Starring Matt Damon and Jody Foster Elysium brings together two top stars in a science fiction film by South African-born director/writer Neill Blomkamp. Given a bud- get of $115 million - estimated by TriStar Pictures, Blomkamp wrote the script and said “No, this isn’t science fiction. This is today. This is now.”
The director’s outlook is somewhat gloomy, considering the theme of the picture is what happens to earth in 2154. Not a pretty picture at all. The earth is ravaged -- when isn’t it in a sci-fi film? -- and living conditions are dreary for the ordinary human being. But wait! There’s hope for the wealthy! There’s a high-tech space station lurking by that is like Utopia. Not only that, but there are miraculous machines that can cure diseases and make everyone like new. Naturally, those lucky enough to have the money to live there do not want any immigrants to clutter up the place. All those who try to penetrate the space station are brutally turned away.

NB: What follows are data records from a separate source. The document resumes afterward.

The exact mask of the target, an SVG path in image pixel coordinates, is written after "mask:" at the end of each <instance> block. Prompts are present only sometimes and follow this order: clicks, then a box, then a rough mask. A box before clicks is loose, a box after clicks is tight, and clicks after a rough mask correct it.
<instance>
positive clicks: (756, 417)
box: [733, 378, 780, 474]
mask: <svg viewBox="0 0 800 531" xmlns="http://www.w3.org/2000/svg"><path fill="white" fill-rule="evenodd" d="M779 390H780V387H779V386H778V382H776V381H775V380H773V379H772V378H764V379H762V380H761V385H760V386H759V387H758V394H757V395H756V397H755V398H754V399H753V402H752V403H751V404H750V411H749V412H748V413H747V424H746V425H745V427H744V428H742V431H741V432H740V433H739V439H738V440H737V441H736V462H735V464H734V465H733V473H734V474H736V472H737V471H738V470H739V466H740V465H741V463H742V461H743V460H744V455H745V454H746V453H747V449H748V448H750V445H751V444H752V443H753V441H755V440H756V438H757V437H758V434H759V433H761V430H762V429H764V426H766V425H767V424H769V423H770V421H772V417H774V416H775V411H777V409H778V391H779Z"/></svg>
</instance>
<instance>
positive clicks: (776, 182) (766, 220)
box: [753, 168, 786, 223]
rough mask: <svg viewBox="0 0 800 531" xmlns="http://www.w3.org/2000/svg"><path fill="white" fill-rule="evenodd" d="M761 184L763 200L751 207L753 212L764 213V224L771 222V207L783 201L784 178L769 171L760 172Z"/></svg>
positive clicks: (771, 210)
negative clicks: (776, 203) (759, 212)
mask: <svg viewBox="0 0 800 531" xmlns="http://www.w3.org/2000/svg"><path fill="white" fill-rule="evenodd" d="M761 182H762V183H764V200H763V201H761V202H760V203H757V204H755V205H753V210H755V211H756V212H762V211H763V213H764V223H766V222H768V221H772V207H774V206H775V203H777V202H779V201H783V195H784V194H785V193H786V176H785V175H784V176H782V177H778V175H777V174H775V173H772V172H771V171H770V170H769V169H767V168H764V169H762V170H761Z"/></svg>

Enter Matt Damon. There has to be a big star to abuse, sock in the nose, and terrorize. After all, the studio has to justify those big bucks they pay him that bloat the budget. Unfortunately, he plays an ex- con named Max DeCosta who has an accident in the factory where he works. The industrial incident has infected him with cancer that can only be cured by one of the miracle medical machines on Elysium.
No one is allowed on Elysium unless they are citizens of the space module. Naturally, Max is determined to get to the satellite and get cured. He has only five days and will do anything it takes. One attempt is made to kidnap a billionaire (William Fichtner) and steal his identity code to enter the utopian space.
None of this can be done today without voluminous amounts of computer gadgets and lots of wires and switches. Max’s best friend Julio (Diego Luna) is the computer nerd, along with the help of Spider (Wagner Moura). In a cringe- inducing scene Max has a computer memory drilled into his head to protect secret codes.
Adding to the complications Max reconnects with his boyhood crush Frey (Alicia Braga) and her little girl Matilda (Emma Tremblay). The girl is suffering from terminal leukemia and must also get to Elysium for a cure. Braga plays her role as a nurse with confidence and authority. Braga’s actions and concerns for her daughter’s welfare feel sincere.